Absolute Moisture Determination in Building Materials with Single-Sided NMR

Abstract

Moisture and moisture related processes are a main damage cause to building materials and
infrastructure. In Germany alone, the annual damage due to moisture exceeds several 10
billion €/a. However, common non-destructive measurement devices cannot reliably
determine the absolute moisture content due to surface effects, cross influences and complex
material dependences. Although Nuclear Magnetic Resonance (NMR) measurements are
commonly used to investigate the moisture content, distribution and transport in building
materials, it is usually treated as a laboratory method only. With the development of unilateral
devices, which allow to investigate extended samples, NMR becomes increasingly
interesting for field application.
The biggest challenge concerning building materials are the very fast T2 relaxation
times (10μs-100ms) and a complex T2 distribution. Additionally, unilateral NMR devices
usually suffer from poor SNR. This in combination with the demand to detect moisture
contents down to 0.5% of dry mass, makes the estimation of the initial amplitude very
inaccurate. Therefore, we are left to use the attenuated signals with moisture dependent
relaxation times resulting in non-linear and material dependent correlation curves between
the NMR signal and moisture content. We present a method to determine such correlation
curves based on a single T2 measurement close to saturation. This yields a substantial saving
of time (upto several weeks) compared to a manual, empiric determination.
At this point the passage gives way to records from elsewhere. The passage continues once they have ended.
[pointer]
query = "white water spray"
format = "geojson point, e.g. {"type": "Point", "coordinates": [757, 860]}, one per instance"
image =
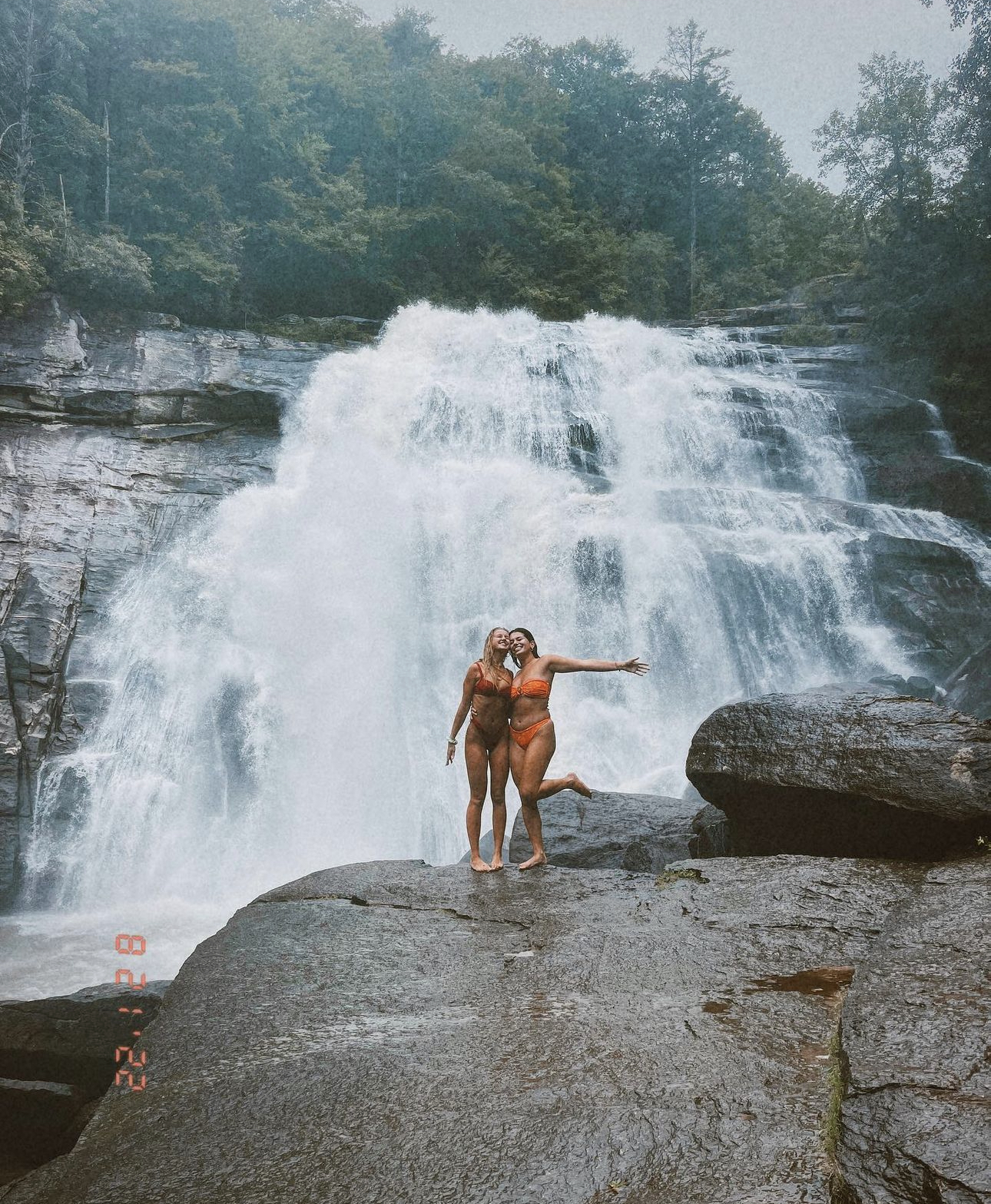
{"type": "Point", "coordinates": [284, 682]}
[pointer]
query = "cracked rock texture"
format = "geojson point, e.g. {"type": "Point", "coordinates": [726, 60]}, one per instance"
{"type": "Point", "coordinates": [916, 1036]}
{"type": "Point", "coordinates": [112, 443]}
{"type": "Point", "coordinates": [611, 831]}
{"type": "Point", "coordinates": [395, 1031]}
{"type": "Point", "coordinates": [835, 773]}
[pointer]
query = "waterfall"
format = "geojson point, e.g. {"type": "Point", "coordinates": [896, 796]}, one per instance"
{"type": "Point", "coordinates": [284, 679]}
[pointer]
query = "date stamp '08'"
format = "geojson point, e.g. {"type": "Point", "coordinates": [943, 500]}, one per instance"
{"type": "Point", "coordinates": [131, 945]}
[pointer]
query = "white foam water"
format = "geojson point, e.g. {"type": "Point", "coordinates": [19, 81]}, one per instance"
{"type": "Point", "coordinates": [283, 681]}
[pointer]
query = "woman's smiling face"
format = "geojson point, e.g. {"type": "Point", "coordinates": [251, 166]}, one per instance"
{"type": "Point", "coordinates": [519, 643]}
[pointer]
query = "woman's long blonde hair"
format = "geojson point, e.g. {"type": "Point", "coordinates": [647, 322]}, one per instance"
{"type": "Point", "coordinates": [492, 666]}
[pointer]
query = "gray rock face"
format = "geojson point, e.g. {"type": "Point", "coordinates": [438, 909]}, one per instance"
{"type": "Point", "coordinates": [969, 688]}
{"type": "Point", "coordinates": [636, 832]}
{"type": "Point", "coordinates": [57, 1057]}
{"type": "Point", "coordinates": [916, 1121]}
{"type": "Point", "coordinates": [55, 367]}
{"type": "Point", "coordinates": [834, 773]}
{"type": "Point", "coordinates": [398, 1031]}
{"type": "Point", "coordinates": [114, 443]}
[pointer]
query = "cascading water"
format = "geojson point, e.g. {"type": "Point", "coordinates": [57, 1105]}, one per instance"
{"type": "Point", "coordinates": [284, 682]}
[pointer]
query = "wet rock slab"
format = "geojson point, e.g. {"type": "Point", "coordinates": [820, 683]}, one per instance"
{"type": "Point", "coordinates": [916, 1037]}
{"type": "Point", "coordinates": [838, 773]}
{"type": "Point", "coordinates": [612, 831]}
{"type": "Point", "coordinates": [395, 1031]}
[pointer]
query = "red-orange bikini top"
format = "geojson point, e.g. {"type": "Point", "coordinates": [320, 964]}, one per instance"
{"type": "Point", "coordinates": [532, 689]}
{"type": "Point", "coordinates": [483, 685]}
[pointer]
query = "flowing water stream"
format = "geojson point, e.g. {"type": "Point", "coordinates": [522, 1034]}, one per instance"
{"type": "Point", "coordinates": [283, 681]}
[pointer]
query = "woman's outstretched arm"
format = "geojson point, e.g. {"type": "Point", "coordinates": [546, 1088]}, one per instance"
{"type": "Point", "coordinates": [570, 665]}
{"type": "Point", "coordinates": [464, 706]}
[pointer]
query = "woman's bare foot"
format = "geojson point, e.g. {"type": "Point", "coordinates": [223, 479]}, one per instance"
{"type": "Point", "coordinates": [579, 787]}
{"type": "Point", "coordinates": [539, 859]}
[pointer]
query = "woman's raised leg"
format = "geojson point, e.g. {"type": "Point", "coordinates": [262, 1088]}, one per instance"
{"type": "Point", "coordinates": [499, 773]}
{"type": "Point", "coordinates": [477, 764]}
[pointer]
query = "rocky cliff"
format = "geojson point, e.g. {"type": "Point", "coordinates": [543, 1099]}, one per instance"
{"type": "Point", "coordinates": [114, 439]}
{"type": "Point", "coordinates": [118, 436]}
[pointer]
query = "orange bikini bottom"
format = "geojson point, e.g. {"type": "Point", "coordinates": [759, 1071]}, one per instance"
{"type": "Point", "coordinates": [524, 737]}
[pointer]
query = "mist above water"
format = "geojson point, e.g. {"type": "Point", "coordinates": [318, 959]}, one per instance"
{"type": "Point", "coordinates": [282, 684]}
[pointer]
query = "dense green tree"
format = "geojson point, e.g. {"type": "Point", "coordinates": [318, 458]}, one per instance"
{"type": "Point", "coordinates": [893, 147]}
{"type": "Point", "coordinates": [240, 159]}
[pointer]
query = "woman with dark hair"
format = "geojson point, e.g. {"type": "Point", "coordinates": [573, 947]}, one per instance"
{"type": "Point", "coordinates": [486, 692]}
{"type": "Point", "coordinates": [532, 728]}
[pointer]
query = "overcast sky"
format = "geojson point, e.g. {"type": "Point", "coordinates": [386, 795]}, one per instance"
{"type": "Point", "coordinates": [794, 61]}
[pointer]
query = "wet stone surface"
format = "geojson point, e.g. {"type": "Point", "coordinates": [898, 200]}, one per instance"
{"type": "Point", "coordinates": [611, 831]}
{"type": "Point", "coordinates": [834, 772]}
{"type": "Point", "coordinates": [395, 1031]}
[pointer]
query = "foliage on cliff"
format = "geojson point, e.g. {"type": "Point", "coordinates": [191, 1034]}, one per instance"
{"type": "Point", "coordinates": [231, 161]}
{"type": "Point", "coordinates": [916, 157]}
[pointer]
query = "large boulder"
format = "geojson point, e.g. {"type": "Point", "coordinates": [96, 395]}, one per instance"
{"type": "Point", "coordinates": [611, 831]}
{"type": "Point", "coordinates": [394, 1031]}
{"type": "Point", "coordinates": [840, 773]}
{"type": "Point", "coordinates": [57, 1057]}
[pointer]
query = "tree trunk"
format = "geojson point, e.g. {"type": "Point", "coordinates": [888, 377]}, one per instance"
{"type": "Point", "coordinates": [106, 146]}
{"type": "Point", "coordinates": [23, 158]}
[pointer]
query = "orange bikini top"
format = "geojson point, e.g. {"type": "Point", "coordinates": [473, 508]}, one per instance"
{"type": "Point", "coordinates": [483, 685]}
{"type": "Point", "coordinates": [532, 689]}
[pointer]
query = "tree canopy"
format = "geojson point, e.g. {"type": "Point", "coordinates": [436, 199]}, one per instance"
{"type": "Point", "coordinates": [234, 161]}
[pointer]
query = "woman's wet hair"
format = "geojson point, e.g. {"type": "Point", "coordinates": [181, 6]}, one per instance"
{"type": "Point", "coordinates": [529, 635]}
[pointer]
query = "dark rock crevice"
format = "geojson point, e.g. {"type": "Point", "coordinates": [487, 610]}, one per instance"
{"type": "Point", "coordinates": [356, 901]}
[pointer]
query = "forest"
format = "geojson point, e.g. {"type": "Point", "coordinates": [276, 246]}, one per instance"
{"type": "Point", "coordinates": [234, 161]}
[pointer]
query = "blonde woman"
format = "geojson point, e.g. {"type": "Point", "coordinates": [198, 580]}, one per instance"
{"type": "Point", "coordinates": [486, 694]}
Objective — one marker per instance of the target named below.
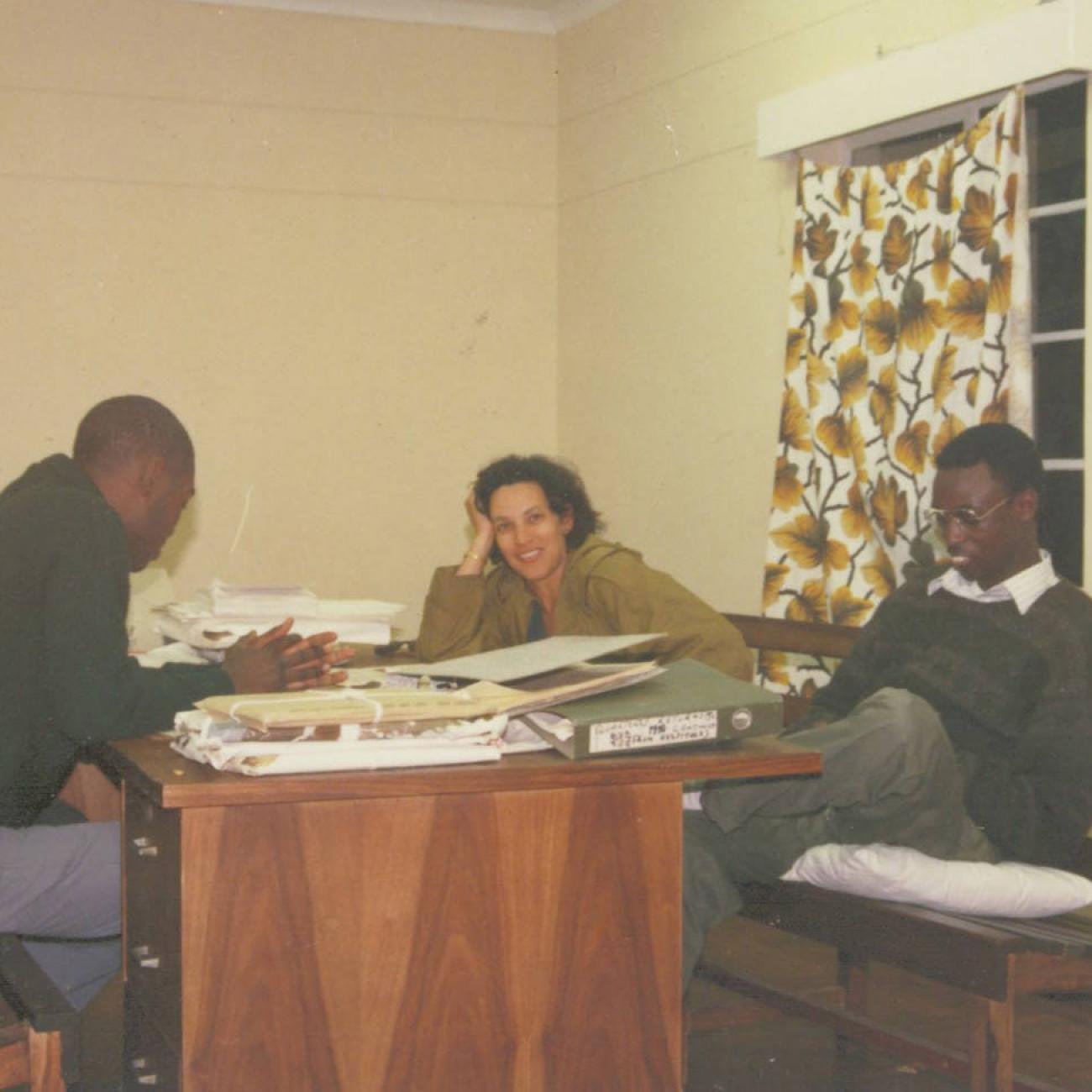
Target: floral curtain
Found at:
(907, 321)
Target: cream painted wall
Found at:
(328, 244)
(674, 258)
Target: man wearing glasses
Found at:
(961, 723)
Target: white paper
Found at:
(520, 661)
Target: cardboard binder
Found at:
(688, 703)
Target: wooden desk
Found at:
(512, 927)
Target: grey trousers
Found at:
(65, 883)
(889, 775)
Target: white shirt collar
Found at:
(1022, 589)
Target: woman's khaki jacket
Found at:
(605, 589)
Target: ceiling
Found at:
(532, 17)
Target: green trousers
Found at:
(890, 774)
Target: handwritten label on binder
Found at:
(651, 732)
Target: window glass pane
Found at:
(906, 148)
(1056, 144)
(1058, 262)
(1059, 400)
(1063, 520)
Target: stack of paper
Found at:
(218, 616)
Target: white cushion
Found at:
(1008, 889)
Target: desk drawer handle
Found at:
(144, 1078)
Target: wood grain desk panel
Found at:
(506, 927)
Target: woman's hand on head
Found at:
(477, 553)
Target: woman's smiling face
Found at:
(528, 533)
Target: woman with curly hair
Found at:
(553, 574)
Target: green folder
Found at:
(688, 703)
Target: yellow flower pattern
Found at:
(903, 282)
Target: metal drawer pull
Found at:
(146, 1078)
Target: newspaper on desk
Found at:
(349, 728)
(228, 745)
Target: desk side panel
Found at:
(506, 942)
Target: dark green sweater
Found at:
(1015, 695)
(66, 677)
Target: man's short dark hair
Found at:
(1009, 454)
(128, 427)
(560, 483)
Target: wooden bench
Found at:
(993, 961)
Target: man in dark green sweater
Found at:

When using a capillary bundle model and the Young-Laplace equation to describe
the drying behavior of porous media, larger pores are emptied before smaller ones. Since the
T2 distribution reflects the pore size distribution of the material, we introduce a moisture
dependent cut-off radius, respectively relaxation time. Subsequently, the expected relaxation
decay at a certain moisture content can be reconstructed.
Our results show a good agreement between the predicted and experimentally
determined correlation curves for different building materials. Our method is easy to use and
allows a fast build-up of a material database. Together with the technology of single-sided
NMR this could be a vital step towards a reliable and consumer suitable moisture measuring
tool.